Salve cari lettori, oggi sono qui a parlarvi di un libro insolito che ha catturato la mia attenzione tra le classifiche Amazon, non è solitamente il mio genere ma spesso vengo attratta da copertine o frasi e allora mi butto a capofitto senza nemmeno leggerne la trama. Quel che è chiaro è che questo libro si è dimostrato da subito ambiguo e anche un po' inquietante e non so se capita anche a voi ma dopo un po' di tempo passato a leggere il mio genere preferito ho bisogno a un certo punto di staccare e cercare qualcosa totalmente differente! Ecco, "L'isola della bambole" è ciò che faceva proprio al mio caso. Scritto da Barbara Scudieri, autrice che non conoscevo, e credo sia pubblicato in self perché non ho riscontrato altre informazioni.

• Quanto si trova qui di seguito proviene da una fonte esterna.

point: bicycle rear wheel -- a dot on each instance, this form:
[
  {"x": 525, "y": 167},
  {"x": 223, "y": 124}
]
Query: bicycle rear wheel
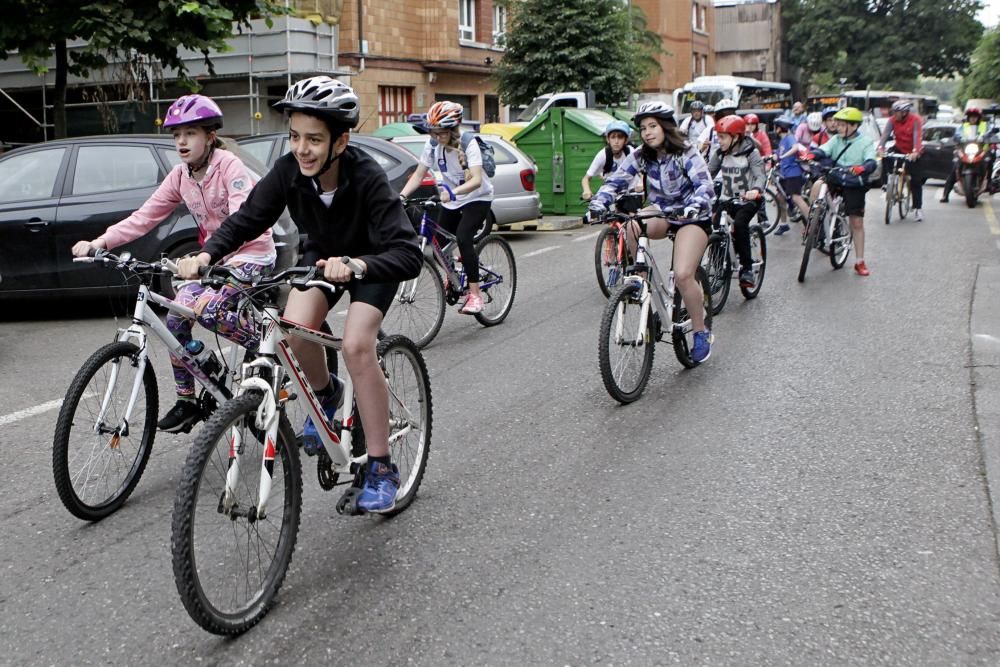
[
  {"x": 890, "y": 195},
  {"x": 497, "y": 279},
  {"x": 718, "y": 270},
  {"x": 624, "y": 353},
  {"x": 610, "y": 258},
  {"x": 758, "y": 255},
  {"x": 683, "y": 330},
  {"x": 229, "y": 562},
  {"x": 813, "y": 225},
  {"x": 906, "y": 197},
  {"x": 417, "y": 311},
  {"x": 98, "y": 455},
  {"x": 410, "y": 414}
]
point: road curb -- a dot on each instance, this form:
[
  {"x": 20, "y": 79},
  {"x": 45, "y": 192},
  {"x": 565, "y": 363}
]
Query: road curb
[
  {"x": 984, "y": 333},
  {"x": 553, "y": 224}
]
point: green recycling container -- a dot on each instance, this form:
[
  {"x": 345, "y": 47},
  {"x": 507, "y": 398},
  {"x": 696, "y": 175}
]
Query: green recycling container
[{"x": 563, "y": 143}]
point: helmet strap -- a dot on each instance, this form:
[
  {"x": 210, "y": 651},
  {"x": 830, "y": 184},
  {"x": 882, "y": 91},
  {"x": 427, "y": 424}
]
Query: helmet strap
[{"x": 201, "y": 165}]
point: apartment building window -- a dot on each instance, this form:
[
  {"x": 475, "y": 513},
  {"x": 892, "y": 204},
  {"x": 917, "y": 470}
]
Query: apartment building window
[
  {"x": 467, "y": 20},
  {"x": 395, "y": 103},
  {"x": 499, "y": 23}
]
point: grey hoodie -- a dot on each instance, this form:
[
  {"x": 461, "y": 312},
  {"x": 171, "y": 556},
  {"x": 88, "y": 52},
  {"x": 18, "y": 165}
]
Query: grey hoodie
[{"x": 742, "y": 168}]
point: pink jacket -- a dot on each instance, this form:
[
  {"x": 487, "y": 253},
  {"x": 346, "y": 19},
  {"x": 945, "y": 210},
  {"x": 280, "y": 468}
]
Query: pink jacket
[{"x": 222, "y": 191}]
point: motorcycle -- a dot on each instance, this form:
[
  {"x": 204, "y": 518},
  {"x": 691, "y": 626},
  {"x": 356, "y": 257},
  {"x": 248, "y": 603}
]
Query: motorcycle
[{"x": 975, "y": 166}]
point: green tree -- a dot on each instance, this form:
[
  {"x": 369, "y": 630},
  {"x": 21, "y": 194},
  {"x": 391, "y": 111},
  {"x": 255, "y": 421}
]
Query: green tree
[
  {"x": 982, "y": 79},
  {"x": 119, "y": 31},
  {"x": 882, "y": 43},
  {"x": 573, "y": 44}
]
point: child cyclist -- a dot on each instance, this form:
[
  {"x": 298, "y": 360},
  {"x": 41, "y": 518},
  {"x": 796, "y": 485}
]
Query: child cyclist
[
  {"x": 466, "y": 191},
  {"x": 611, "y": 157},
  {"x": 341, "y": 198},
  {"x": 742, "y": 169},
  {"x": 212, "y": 183},
  {"x": 678, "y": 184},
  {"x": 790, "y": 170},
  {"x": 856, "y": 153}
]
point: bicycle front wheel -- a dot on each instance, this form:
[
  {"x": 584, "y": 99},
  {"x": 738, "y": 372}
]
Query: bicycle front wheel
[
  {"x": 610, "y": 257},
  {"x": 624, "y": 352},
  {"x": 683, "y": 329},
  {"x": 410, "y": 414},
  {"x": 101, "y": 446},
  {"x": 230, "y": 560},
  {"x": 417, "y": 311},
  {"x": 497, "y": 279},
  {"x": 758, "y": 256},
  {"x": 718, "y": 270}
]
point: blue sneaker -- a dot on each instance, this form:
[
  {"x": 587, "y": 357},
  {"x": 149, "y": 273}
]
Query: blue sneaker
[
  {"x": 702, "y": 348},
  {"x": 381, "y": 485},
  {"x": 311, "y": 442}
]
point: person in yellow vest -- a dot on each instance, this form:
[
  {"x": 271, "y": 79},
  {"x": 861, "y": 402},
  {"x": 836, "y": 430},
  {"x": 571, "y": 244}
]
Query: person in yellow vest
[{"x": 972, "y": 129}]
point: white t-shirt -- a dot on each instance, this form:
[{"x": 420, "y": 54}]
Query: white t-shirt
[
  {"x": 447, "y": 164},
  {"x": 597, "y": 167}
]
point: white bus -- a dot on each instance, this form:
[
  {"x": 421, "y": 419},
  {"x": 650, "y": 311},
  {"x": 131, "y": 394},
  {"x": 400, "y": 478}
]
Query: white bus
[{"x": 747, "y": 93}]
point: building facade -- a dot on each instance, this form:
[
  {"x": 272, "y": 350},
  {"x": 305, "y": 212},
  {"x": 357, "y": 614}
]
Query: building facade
[
  {"x": 688, "y": 31},
  {"x": 750, "y": 40}
]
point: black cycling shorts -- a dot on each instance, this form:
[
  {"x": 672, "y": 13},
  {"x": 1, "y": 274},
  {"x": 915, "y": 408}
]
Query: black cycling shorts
[{"x": 854, "y": 201}]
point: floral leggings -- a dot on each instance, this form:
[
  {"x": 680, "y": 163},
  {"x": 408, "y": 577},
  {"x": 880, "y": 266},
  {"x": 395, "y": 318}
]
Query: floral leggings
[{"x": 216, "y": 311}]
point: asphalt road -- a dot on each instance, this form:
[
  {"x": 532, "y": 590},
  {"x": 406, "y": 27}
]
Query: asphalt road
[{"x": 814, "y": 494}]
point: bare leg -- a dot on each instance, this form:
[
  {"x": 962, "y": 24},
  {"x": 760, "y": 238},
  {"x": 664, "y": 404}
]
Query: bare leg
[
  {"x": 360, "y": 334},
  {"x": 689, "y": 246},
  {"x": 309, "y": 308}
]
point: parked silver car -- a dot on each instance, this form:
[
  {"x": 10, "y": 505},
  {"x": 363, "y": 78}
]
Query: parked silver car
[{"x": 514, "y": 195}]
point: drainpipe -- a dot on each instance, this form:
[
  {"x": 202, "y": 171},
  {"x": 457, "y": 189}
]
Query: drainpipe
[{"x": 361, "y": 36}]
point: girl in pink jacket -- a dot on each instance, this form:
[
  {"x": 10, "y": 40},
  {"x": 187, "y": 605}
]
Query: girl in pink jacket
[{"x": 212, "y": 183}]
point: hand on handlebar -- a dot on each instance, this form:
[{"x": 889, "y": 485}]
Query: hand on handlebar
[
  {"x": 336, "y": 271},
  {"x": 189, "y": 268},
  {"x": 87, "y": 248}
]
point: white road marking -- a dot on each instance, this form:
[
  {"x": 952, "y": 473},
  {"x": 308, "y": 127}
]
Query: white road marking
[
  {"x": 30, "y": 412},
  {"x": 540, "y": 251}
]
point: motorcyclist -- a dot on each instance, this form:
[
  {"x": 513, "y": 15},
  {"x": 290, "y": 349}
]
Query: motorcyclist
[{"x": 973, "y": 129}]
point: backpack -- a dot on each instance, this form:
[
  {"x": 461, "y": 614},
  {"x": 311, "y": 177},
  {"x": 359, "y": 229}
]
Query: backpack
[
  {"x": 485, "y": 149},
  {"x": 608, "y": 157}
]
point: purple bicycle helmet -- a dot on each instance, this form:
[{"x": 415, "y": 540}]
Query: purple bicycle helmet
[{"x": 194, "y": 110}]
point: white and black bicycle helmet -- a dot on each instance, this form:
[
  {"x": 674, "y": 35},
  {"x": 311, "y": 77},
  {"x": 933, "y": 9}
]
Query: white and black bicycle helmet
[
  {"x": 326, "y": 98},
  {"x": 660, "y": 110}
]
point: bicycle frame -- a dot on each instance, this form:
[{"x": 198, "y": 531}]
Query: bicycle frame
[
  {"x": 136, "y": 333},
  {"x": 274, "y": 346}
]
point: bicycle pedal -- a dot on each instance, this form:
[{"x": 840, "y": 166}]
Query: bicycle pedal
[{"x": 348, "y": 503}]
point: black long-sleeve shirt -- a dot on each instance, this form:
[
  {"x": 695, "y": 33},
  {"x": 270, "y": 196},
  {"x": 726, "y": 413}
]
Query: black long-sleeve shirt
[{"x": 366, "y": 220}]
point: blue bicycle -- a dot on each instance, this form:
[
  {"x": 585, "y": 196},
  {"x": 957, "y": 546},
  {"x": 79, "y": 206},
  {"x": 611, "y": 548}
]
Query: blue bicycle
[{"x": 417, "y": 311}]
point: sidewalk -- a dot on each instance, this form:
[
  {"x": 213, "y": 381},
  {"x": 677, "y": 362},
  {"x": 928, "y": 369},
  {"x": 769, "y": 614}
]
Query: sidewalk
[
  {"x": 984, "y": 331},
  {"x": 547, "y": 223}
]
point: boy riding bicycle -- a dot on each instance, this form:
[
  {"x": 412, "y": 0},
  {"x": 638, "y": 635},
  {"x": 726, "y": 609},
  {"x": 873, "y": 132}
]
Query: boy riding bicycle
[{"x": 341, "y": 198}]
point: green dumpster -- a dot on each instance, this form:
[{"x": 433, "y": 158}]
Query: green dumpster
[{"x": 563, "y": 143}]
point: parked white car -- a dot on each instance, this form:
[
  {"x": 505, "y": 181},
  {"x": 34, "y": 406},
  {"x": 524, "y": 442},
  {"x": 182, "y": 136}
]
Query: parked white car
[{"x": 514, "y": 195}]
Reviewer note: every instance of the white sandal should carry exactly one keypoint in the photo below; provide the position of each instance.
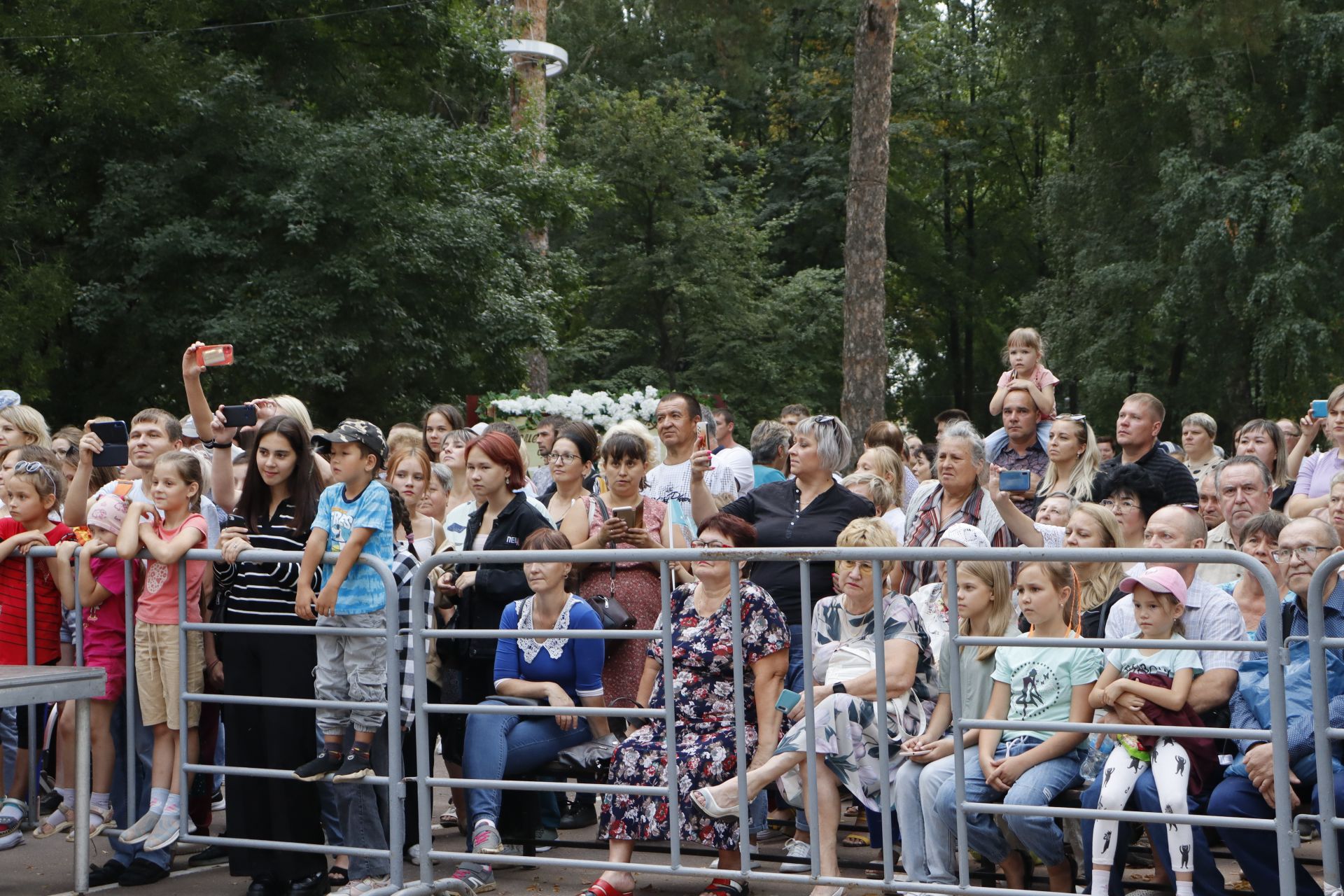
(55, 828)
(100, 820)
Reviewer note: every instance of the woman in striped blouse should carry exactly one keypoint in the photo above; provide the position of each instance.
(277, 505)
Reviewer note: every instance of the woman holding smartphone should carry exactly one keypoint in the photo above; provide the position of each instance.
(624, 519)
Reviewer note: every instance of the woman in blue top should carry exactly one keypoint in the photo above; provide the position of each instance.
(559, 672)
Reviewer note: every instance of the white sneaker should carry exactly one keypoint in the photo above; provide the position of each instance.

L'isola della bambole esiste realmente si trova in Messico e sono tante le leggende su di essa. L'autrice ci parla dei tanti misteri che l'avvolgono. Ci racconta di una bimba che si immerse nell'acqua con la sua bambola e non ne fece più ritorno, di un padre Don Julian che perse la proprio figlia nel fiume che scorre nell'isola, impazzito dal dolore, decise di riempire quel luogo  di centinaia di bambole per placare lo spirito della bambina. Le bambole erano appese ovunque e sembravano possedere vita propria. Poi c'è la storia dell'attrice Lupa Velez che visitò l'isola della bambole, perdendo anche lei sua figlia e che  decise di mollare tutto per trasferirsi lì in totale solitudine, cosa le era successo in quel luogo e perché non voleva più tornare? Sono così tante le domande e le leggende su quel luogo che Amalia Ruiz, giornalista, decide di partire con una troupe per creare un documentario sul posto. 

La storia parte da subito intrigante e con tanti elementi preziosi e ricchi di suspense. Amalia è la prima a restarne stordita, c'è qualcosa in quell'isola e in quelle acque che non sa spiegarsi e la comparsa di una strana bambina che la segue e canta una filastrocca da far accapponare la pelle è solo una delle tante cose assurde che succedono ma sarà proprio la scomparsa di un membro della troupe che si trovava con lei in escursione a mandarla nello sconforto, non sapere cosa gli sia successo e perché, inquieta ancora di più i loro stati d'animo ma non solo, sembra che qualcuno non li voglia lì e abbia preso di mira tutta l'equipe. 

In questo luogo la realtà sembra scontrarsi con il paranormale e venirne a capo sarà tutto ciò che il lettore chiede e cerca. 

"Alcune storie sono come maledette e tendono a ripetersi all'infinito e sempre negli stessi luoghi."
Questa storia è partita alla grande, la cover è molto suggestiva e inquietante e sia la storia che le leggende che girano intorno sono da brividi e tengono il lettore incollato. Una storia che a mio parere aveva del potenziale e poteva pretendere molto più, nonostante l'originalità e il finale a sorpresa a mio parere l'autrice poteva calcare un po' più la mano sul finale, invece l'ho trovato, purtroppo, frettoloso, lasciando anche alcune lacune e certe parti senza risposta, si poteva approfondire un po' di più su alcuni personaggi che sono rimasti marginali alla storia e sul loro vissuto. Peccato! Spero che l'autrice riprenda in mano questo libro e lo completi nelle parti mancanti perché a mio parere potrebbe dare molto di più. Faccio comunque i miei complimenti per la storia e l'originalità.

Buona lettura.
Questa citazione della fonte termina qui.